Protes serupa disuarakan Penggagas koalisi #SaveAru Jacky Manuputty. Menurutnya, penetapan kembali Kepulauan Aru oleh Menteri Pertanian sebagai salah satu kawasan pengembangan industri gula di Indonesia Timur merupakan suatu sikap arogan dan sepihak, tanpa mempedulikan aspirasi masyarakat adat Aru yang telah dengan keras menolak rencana tersebut.

"Dengan adanya penetapan sepihak ini, masyarakat adat Aru jelas merasa dibohongi oleh pemerintah dan akan menimbulkan gejolak sosial baru di Kepulauan Aru," ujarnya. Pada tahun lalu, kata dia, hutan alam di Kepulauan Aru sempat terancam hilang akibat adanya rencana

pembukaan lahan untuk peruntukkan serupa.  

Kemudian, pada 4 April 2014, Menteri Kehutanan Zulkifli Hasan menyatakan, pemberian izin prinsip untuk ekspansi perkebunan tebu di Kepulauan Aru dibatalkan. Makanya ia merasa heran Menteri Pertanian saat ini kembali menyuarakan rencana pembukaan lahan di Aru untuk perkebunan tebu.

Terpisah, dalam upaya meningkatkan produktivitas gula nasional, pemerintah melalui Kementan telah menyatakan berencana membuka lahan untuk perkebunan tebu di tiga kawaan timur Indonesia. Kawasan tersebut yakni Sulawesi Tenggara, Merauke dan Kepulauan Aru, Maluku.

"Akan ada setidaknya sepuluh pabrik gula dan perkebunan tebu yang akan dibuka, ini terbuka bagi yang ingin berinvestasi," kata Menteri Pertanian Andi Amran Sulaiman beberapa waktu lalu.

Ia mengaku telah bekerja sama dengan Badan Koordinasi Penanaman Modal (BKPM) untuk mempercepat masuknya investasi. Hasilnya, telah ada 26 penanam modal asing di antaranya investor asal Jepang, Brazil, Australia dan Selandia Baru. Mereka tertarik mengembangkan gula rafinasi, perkebunan tebu dan bisnis peternakan.

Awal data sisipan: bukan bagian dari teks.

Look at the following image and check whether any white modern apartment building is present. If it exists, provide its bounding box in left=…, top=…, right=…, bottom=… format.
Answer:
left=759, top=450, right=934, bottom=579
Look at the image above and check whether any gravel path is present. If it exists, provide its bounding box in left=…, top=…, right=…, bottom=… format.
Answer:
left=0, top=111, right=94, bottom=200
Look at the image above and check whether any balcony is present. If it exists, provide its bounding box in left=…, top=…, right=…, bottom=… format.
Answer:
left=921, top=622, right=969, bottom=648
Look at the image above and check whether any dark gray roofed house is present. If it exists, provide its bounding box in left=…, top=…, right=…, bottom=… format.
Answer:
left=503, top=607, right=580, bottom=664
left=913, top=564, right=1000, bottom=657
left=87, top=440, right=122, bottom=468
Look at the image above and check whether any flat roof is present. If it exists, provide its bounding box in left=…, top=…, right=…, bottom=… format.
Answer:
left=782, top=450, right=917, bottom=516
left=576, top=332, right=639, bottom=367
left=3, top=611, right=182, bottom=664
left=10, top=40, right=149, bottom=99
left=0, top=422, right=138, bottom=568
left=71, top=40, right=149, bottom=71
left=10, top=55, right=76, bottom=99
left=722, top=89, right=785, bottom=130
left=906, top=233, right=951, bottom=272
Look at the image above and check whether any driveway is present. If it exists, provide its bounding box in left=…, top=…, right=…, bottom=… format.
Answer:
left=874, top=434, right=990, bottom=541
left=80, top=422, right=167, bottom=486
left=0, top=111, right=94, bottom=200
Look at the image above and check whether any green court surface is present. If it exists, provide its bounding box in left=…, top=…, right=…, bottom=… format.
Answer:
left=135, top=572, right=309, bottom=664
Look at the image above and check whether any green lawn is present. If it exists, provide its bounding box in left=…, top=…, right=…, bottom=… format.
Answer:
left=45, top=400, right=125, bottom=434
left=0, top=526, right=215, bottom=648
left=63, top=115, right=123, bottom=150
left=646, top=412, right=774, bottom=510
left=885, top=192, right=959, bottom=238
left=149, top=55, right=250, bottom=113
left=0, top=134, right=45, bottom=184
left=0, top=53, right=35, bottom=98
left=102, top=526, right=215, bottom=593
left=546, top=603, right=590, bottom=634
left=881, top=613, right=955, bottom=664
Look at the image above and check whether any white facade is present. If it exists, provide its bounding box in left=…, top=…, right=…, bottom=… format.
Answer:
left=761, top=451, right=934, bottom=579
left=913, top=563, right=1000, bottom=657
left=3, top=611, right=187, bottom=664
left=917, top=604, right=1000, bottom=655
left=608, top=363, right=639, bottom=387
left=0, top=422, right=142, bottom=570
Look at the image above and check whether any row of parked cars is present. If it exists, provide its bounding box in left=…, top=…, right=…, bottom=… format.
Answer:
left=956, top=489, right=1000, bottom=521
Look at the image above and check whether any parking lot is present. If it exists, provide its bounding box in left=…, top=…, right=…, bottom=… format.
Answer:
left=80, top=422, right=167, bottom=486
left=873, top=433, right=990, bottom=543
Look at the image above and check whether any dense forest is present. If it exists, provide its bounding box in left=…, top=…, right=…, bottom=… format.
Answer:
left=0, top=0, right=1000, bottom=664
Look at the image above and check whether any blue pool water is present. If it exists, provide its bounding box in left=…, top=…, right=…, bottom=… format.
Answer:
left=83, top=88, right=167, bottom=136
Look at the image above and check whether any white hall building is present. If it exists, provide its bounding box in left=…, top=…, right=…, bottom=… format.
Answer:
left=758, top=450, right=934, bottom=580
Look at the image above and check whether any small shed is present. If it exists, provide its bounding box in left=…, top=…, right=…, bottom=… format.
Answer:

Berdasarkan perhitungan Kementan, pembangunan industri gula rafinasi dengan kapasitas produksi 10 ribu ton per hari akan memakan biaya sekitar Rp 5 triliun. Makanya, ia bersama Kementerian Lingkungan Hidup dan Kehutanan (KLHK) berencana mengalokasikan 500 ribu hektar lahan di tiga kawasan tersebut.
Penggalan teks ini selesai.